It’s been a busy period for the UK’s fledgling digital banks. Since January, eight UK digital banks have collectively raised $600m and two challenger banks were acquired for $2B+. Digital banks have built out the tech, landed banking licenses, and started winning customers – but they have arrived at a ‘now what’ moment. How can they capture a large enough customer base to validate their significant collective investment? The need to build and maintain customer growth momentum is greater than ever, but the route to profitability is looking unclear at best.

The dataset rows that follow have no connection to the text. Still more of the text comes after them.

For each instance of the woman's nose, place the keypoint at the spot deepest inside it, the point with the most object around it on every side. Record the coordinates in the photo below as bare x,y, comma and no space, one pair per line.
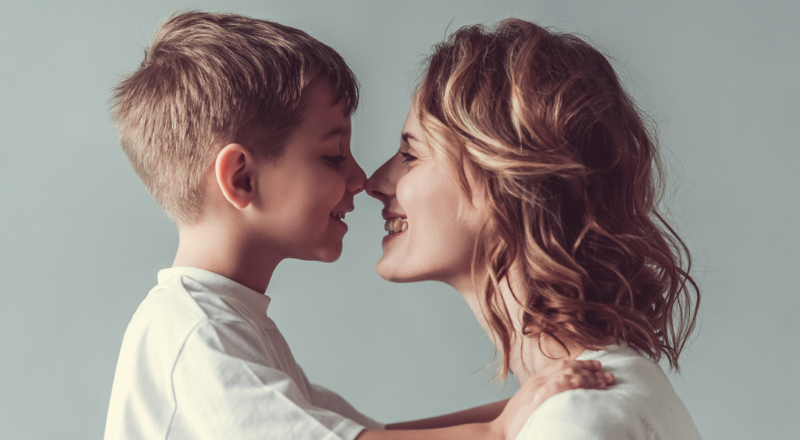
357,179
382,182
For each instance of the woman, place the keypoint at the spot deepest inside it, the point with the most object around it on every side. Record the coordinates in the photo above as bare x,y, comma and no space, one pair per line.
528,180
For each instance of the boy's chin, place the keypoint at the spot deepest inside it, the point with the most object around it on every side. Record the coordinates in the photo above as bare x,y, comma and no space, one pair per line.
329,254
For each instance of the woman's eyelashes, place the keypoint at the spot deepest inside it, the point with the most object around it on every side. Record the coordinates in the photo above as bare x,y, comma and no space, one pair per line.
408,157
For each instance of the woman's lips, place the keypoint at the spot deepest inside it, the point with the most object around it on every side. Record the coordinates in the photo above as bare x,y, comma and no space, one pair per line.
395,225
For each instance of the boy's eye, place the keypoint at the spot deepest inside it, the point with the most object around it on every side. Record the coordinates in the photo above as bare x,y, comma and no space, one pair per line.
408,157
334,160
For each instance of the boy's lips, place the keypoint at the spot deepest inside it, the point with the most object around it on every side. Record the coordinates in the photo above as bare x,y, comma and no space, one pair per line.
395,222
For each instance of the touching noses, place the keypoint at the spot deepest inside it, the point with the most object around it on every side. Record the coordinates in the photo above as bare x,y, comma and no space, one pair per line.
356,180
382,182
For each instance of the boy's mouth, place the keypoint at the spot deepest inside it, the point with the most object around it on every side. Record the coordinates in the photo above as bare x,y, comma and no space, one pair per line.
395,225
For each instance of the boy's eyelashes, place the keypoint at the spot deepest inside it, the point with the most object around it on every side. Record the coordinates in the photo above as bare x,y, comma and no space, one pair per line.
407,157
334,160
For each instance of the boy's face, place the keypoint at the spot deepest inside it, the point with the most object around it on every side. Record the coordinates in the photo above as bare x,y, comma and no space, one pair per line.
305,194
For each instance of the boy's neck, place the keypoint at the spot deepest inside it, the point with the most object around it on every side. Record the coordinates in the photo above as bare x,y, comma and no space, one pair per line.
227,252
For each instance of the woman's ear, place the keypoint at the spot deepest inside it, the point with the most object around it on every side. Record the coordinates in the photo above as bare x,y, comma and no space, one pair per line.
235,174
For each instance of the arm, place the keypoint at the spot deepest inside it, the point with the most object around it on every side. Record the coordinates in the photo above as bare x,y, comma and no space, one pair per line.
500,420
479,414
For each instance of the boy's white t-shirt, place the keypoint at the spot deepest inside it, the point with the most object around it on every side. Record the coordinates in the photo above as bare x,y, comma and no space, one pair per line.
202,360
641,405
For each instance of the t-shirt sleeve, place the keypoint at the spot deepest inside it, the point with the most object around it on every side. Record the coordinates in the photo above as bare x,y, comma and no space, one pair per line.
585,415
224,388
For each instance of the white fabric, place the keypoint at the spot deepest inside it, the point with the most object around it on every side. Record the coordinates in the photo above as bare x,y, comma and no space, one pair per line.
642,405
201,360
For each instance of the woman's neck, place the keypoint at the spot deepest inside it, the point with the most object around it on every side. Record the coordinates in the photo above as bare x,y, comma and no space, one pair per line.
528,355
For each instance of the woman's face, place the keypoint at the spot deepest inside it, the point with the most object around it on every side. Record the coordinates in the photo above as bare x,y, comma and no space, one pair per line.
431,224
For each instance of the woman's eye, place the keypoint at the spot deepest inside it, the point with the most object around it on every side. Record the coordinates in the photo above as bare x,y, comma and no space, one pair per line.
408,157
334,160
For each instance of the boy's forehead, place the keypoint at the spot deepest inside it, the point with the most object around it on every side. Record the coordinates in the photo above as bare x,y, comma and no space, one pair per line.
342,130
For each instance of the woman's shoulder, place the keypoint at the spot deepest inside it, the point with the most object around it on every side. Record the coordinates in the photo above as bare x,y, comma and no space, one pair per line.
641,405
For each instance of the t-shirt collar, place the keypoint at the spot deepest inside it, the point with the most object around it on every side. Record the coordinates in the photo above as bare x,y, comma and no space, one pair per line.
218,284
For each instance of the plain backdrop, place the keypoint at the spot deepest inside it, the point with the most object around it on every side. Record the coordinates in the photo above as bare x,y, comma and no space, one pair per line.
81,240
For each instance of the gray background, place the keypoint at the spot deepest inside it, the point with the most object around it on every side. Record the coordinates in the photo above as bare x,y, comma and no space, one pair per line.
81,240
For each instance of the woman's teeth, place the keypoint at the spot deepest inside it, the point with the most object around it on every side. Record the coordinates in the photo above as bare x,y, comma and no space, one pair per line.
395,225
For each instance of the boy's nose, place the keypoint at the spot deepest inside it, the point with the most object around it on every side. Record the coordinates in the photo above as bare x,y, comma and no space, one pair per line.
380,184
357,180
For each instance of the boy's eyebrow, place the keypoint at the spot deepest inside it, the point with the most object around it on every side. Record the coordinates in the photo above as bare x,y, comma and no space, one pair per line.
406,136
336,131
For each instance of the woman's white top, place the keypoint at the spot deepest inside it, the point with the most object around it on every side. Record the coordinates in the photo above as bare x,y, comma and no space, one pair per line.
641,405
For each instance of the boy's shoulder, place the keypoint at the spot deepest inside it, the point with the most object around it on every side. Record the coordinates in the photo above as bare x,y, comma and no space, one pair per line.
189,303
185,297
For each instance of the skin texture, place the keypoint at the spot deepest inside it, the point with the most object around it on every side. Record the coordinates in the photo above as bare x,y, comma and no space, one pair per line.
442,222
438,245
259,212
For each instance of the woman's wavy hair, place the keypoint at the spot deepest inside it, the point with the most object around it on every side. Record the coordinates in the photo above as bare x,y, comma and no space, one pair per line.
572,179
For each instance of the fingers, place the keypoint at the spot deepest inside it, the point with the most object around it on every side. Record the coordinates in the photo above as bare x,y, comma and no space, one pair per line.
580,379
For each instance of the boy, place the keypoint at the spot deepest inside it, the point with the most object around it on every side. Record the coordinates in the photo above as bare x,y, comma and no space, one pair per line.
240,129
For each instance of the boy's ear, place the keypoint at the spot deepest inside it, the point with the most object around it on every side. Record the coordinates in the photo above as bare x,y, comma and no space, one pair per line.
235,173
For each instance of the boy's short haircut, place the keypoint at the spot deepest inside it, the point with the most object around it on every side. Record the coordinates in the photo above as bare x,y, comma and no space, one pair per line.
211,79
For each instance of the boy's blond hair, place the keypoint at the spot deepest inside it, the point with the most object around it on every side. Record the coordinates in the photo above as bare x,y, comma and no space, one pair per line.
211,79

In the face of this record-setting funding greater caution is warranted. Digital banks’ business models are fundamentally uncertain, and likely to be far less attractive than current valuations assume. Here’s why:
Digital banks are regulated B2C (business to consumer) businesses, subject to the same challenges all B2C companies face. Central to making money in B2C is ‘unit economics’; the cost to acquire, retain, and sell to customers must be less than the total profit each such customer generates (‘lifetime value’ or ‘LTV’). Monzo reported that its prepaid card scheme loses around £50 per active customer per year, and other digital banks face similar costs. While on the one hand the cost to acquire these current account customers is not very high, given the ‘buzz’ around the sector and banks’ word of mouth-driven growth – these current accounts, with their low average balances, are also inherently unprofitable. So it’s a steep climb for digital banks to recoup their operational costs, much less make a lot of money per customer.

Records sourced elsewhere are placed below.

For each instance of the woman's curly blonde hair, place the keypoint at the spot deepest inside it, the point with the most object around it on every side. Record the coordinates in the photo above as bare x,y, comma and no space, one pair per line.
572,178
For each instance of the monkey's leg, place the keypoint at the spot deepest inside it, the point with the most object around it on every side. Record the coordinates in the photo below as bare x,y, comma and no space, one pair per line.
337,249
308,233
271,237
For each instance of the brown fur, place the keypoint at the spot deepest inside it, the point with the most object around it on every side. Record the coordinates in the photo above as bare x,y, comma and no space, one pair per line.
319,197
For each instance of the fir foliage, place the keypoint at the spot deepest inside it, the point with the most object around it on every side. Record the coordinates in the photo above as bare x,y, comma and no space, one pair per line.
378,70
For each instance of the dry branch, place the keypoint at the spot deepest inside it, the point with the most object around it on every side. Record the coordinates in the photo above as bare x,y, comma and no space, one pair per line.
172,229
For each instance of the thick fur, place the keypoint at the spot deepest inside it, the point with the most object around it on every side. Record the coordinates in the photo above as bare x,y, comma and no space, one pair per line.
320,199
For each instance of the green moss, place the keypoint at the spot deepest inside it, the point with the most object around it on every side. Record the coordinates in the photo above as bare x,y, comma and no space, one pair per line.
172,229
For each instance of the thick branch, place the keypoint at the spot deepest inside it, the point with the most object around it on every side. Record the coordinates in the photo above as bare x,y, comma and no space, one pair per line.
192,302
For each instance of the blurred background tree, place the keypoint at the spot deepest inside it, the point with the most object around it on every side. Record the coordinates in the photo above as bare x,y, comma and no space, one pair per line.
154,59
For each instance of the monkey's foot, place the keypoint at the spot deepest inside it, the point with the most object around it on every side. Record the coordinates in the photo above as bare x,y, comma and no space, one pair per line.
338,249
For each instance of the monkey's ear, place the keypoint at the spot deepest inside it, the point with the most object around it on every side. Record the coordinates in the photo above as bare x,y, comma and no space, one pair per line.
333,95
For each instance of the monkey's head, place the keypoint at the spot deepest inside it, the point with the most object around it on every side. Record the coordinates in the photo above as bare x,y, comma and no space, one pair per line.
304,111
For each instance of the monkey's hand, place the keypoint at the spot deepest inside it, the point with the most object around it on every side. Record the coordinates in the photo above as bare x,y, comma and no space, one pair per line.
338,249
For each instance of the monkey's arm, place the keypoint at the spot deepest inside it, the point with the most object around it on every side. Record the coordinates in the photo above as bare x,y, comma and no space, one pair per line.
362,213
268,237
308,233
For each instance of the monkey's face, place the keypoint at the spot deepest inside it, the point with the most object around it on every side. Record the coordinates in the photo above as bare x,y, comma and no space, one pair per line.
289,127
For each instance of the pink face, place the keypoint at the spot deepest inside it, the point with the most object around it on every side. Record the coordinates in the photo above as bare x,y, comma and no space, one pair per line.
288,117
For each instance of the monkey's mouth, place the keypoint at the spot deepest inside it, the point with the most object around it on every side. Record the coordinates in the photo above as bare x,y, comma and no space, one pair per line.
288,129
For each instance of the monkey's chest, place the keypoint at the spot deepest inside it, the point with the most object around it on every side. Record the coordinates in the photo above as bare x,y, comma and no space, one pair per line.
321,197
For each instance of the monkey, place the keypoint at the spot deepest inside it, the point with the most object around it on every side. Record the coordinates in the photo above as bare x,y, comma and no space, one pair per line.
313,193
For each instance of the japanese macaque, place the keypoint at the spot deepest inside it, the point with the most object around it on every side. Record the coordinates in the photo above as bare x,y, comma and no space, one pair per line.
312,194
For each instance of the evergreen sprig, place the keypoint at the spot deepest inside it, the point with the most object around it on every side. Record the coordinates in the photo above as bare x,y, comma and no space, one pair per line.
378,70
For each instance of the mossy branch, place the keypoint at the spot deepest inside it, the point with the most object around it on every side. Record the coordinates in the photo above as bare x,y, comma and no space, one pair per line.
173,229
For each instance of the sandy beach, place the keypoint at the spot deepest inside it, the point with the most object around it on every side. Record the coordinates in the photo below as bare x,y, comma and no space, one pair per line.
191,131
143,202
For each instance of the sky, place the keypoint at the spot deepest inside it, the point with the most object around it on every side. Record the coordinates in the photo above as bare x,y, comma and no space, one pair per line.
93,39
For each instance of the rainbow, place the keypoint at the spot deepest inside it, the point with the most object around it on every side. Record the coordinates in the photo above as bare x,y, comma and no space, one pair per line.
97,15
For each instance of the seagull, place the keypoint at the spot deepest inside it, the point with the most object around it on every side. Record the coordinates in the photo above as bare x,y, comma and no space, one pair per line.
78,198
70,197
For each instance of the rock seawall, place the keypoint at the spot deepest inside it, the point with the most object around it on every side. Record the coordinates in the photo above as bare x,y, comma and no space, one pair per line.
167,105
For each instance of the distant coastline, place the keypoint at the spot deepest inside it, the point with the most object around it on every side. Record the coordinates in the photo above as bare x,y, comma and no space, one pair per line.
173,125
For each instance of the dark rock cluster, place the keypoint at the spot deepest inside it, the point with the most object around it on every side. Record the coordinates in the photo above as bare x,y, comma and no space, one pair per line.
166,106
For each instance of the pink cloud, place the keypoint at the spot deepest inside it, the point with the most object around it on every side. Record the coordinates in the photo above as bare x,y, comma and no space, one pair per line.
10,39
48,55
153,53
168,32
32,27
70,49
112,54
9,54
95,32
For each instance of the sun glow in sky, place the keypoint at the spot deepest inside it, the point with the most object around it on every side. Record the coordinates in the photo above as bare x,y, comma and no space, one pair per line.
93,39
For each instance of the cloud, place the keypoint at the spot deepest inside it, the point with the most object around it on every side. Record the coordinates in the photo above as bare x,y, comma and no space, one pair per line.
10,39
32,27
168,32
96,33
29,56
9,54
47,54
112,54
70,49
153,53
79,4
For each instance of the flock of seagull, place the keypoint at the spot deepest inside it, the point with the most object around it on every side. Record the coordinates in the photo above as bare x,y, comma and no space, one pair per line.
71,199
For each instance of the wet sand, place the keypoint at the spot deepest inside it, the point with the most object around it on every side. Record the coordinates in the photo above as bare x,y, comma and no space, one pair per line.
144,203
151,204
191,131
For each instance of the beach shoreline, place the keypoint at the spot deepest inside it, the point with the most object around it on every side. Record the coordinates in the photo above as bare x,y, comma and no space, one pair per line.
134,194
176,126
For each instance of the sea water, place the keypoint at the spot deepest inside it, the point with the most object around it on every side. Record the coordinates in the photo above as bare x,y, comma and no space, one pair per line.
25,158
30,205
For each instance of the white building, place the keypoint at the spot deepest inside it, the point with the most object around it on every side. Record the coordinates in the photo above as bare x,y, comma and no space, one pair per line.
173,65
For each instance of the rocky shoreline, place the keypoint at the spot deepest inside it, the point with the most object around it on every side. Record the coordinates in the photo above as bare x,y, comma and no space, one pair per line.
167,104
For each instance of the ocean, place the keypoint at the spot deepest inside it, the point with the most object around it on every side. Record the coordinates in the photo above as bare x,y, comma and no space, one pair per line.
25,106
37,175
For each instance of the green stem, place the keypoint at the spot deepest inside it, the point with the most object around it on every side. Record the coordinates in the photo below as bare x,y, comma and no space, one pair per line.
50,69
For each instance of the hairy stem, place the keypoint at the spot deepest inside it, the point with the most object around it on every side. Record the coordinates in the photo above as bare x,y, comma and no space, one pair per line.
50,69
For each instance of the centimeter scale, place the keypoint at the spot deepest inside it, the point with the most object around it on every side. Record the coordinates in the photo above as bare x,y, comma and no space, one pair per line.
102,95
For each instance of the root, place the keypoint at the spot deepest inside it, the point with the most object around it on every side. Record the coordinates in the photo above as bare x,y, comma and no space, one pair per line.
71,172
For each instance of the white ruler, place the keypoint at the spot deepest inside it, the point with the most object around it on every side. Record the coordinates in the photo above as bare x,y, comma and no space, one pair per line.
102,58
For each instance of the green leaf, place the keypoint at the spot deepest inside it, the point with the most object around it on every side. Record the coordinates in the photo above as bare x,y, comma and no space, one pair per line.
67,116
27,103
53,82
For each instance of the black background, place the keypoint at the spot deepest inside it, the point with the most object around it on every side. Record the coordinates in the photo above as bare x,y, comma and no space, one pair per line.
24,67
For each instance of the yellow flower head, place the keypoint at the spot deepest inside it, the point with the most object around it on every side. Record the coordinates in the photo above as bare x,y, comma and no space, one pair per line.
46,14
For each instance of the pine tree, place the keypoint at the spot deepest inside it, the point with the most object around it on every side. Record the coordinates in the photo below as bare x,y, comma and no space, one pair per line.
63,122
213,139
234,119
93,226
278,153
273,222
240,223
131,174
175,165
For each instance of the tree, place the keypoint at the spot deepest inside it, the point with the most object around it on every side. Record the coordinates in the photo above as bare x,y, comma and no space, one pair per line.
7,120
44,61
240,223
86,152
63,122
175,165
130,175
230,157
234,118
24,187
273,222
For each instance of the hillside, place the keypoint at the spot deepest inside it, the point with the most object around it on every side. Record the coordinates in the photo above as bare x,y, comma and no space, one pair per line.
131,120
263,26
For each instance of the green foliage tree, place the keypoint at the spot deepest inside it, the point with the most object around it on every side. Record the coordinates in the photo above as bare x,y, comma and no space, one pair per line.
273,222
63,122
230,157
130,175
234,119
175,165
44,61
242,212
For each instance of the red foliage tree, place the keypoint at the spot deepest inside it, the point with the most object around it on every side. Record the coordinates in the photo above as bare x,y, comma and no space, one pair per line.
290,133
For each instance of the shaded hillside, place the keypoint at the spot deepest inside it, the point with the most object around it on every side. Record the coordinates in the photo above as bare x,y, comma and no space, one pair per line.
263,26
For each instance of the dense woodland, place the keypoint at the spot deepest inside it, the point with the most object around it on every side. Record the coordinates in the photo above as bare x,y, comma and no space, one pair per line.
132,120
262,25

To make money, digital banks are increasingly looking to ‘cross sell’ products, from insurance to foreign exchange (Starling Bank), or make a margin by recommending customers change energy providers based on analysing current account spend (Monzo). But only a fraction of customers will ever take up these products, and banks tend to earn low ‘affiliate marketing’ margins – therefore, a huge customer base is needed to make real money here. For example, a digital bank may well need 500,000+ customers to convince 10,000 to change energy providers; getting a 20% affiliate commission on say £500 each sale yields only £1m for the whole cross-selling effort, hardly enough to justify lofty valuations.
The other problem is ramping up customer numbers will become increasingly difficult and far more expensive. Dozens of digital banks are going after the same target audience of well-off, digitally-savvy urban professionals, all at the same time. Inevitably this pushes customer acquisition costs higher, with diminishing returns on overall investment. The effect of competition is evident in a related industry, ‘robo’-advisory (e.g. automated wealth management). US leaders Betterment and Wealthfront each pay $500-1,000 to acquire new customers – whereas in Europe the numbers are a fraction of this, due to a less competitive market that is less well developed.

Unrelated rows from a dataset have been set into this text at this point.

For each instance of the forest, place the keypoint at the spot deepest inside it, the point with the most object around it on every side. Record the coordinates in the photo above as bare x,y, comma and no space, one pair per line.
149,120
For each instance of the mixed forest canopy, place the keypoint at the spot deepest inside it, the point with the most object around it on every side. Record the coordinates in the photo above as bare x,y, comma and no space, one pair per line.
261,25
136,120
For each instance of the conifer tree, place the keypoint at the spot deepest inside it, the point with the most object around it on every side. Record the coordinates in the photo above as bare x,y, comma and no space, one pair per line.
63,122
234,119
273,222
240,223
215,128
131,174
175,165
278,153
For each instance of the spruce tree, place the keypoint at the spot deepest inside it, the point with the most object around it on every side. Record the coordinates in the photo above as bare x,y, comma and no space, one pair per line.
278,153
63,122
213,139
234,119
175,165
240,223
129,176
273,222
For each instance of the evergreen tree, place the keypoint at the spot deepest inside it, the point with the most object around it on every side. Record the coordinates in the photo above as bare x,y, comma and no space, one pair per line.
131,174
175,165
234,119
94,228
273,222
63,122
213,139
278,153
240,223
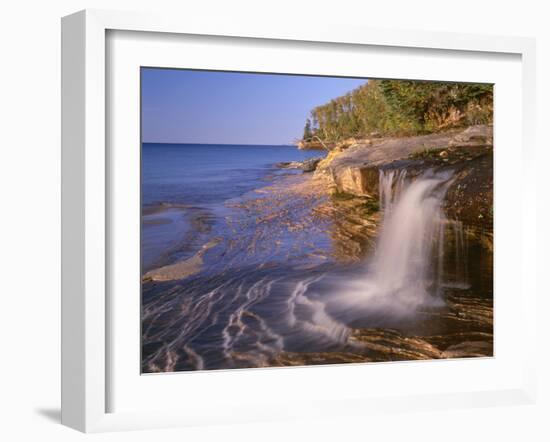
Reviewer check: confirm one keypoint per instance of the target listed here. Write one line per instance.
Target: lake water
(254, 276)
(186, 184)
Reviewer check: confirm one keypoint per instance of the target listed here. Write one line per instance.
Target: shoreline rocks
(468, 153)
(306, 166)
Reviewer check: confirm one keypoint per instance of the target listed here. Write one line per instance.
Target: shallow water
(273, 287)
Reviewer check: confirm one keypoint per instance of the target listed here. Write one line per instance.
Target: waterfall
(408, 263)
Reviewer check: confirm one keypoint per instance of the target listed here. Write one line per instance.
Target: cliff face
(468, 153)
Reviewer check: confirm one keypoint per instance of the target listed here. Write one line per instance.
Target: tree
(307, 130)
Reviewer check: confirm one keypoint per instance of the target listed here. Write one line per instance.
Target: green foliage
(401, 107)
(307, 130)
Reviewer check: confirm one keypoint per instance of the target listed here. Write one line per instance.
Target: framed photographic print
(286, 223)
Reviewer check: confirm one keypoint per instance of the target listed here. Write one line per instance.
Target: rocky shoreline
(352, 169)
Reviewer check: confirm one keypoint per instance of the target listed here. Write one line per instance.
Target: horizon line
(218, 144)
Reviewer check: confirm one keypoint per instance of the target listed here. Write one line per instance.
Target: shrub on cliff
(401, 107)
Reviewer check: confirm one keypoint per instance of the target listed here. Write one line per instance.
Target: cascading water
(408, 268)
(408, 264)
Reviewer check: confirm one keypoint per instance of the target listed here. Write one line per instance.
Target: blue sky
(184, 106)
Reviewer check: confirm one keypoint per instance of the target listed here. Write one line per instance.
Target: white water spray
(408, 264)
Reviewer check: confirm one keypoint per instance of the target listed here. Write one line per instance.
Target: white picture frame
(86, 315)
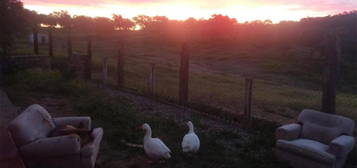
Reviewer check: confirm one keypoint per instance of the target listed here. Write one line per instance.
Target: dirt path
(175, 112)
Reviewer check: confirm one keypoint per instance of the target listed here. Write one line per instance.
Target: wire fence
(214, 91)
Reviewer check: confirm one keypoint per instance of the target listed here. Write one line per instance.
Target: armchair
(31, 129)
(317, 140)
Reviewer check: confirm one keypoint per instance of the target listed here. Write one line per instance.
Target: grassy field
(217, 75)
(121, 120)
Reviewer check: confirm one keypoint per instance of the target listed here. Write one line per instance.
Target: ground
(217, 74)
(121, 113)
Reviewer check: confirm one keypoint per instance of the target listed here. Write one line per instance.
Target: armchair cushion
(324, 127)
(341, 146)
(78, 122)
(34, 123)
(288, 132)
(319, 133)
(54, 146)
(307, 148)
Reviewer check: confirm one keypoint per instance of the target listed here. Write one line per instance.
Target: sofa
(316, 140)
(31, 129)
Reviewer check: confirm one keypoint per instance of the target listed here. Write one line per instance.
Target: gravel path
(178, 113)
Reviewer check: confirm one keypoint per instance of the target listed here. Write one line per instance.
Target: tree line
(308, 33)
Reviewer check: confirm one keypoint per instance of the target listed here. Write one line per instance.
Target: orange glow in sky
(242, 10)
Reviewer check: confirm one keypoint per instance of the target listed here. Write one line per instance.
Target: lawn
(217, 75)
(121, 120)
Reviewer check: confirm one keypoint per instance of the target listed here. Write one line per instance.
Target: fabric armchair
(341, 146)
(288, 132)
(51, 147)
(79, 122)
(320, 140)
(31, 130)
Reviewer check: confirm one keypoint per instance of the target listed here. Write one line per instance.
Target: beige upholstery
(317, 140)
(30, 131)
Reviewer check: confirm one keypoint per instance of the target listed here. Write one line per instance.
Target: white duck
(190, 142)
(154, 147)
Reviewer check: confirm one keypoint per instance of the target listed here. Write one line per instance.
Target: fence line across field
(152, 74)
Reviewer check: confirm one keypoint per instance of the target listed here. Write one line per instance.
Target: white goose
(154, 147)
(190, 142)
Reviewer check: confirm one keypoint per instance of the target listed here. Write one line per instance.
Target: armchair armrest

Even with easier current account switching in future, only a fraction of high street bank customers will make the jump; moving money for most is a pain. High street banks routinely get awful customer ratings, yet deposits continue to grow. Inertia is a huge barrier to getting valuable customers rapidly, and seems to have barely been priced into current financing rounds. Thus, while digital banks are currently relying on word of mouth and general buzz for growth and spending little on marketing, this won’t last. Competition will intensify for this small segment of high value customers which are ready to move bank and are likely to respond well to cross-selling and other profit-seeking features.
What does the future look like for these upstart banks? We expect the majority of today’s digital banks will fail to grow profitably, and consequently will either have to merge into larger fintechs looking to offer digital banking or be acquired by large banks eager to offer slick digital products. There is huge logic in this; digital current accounts are a great ‘starter product’ to attract customers and engage them regularly, but larger fin-techs can offer a broad array of products to generate required profitability downstream. In either case, digital bank valuations will have to come down to earth to make the acquisition sums work.
Many investors in digital banks will find when their money has been spent that their investment will be worth a fraction of what they expect. What goes way up, so quickly, is at serious risk of coming crashing down to earth.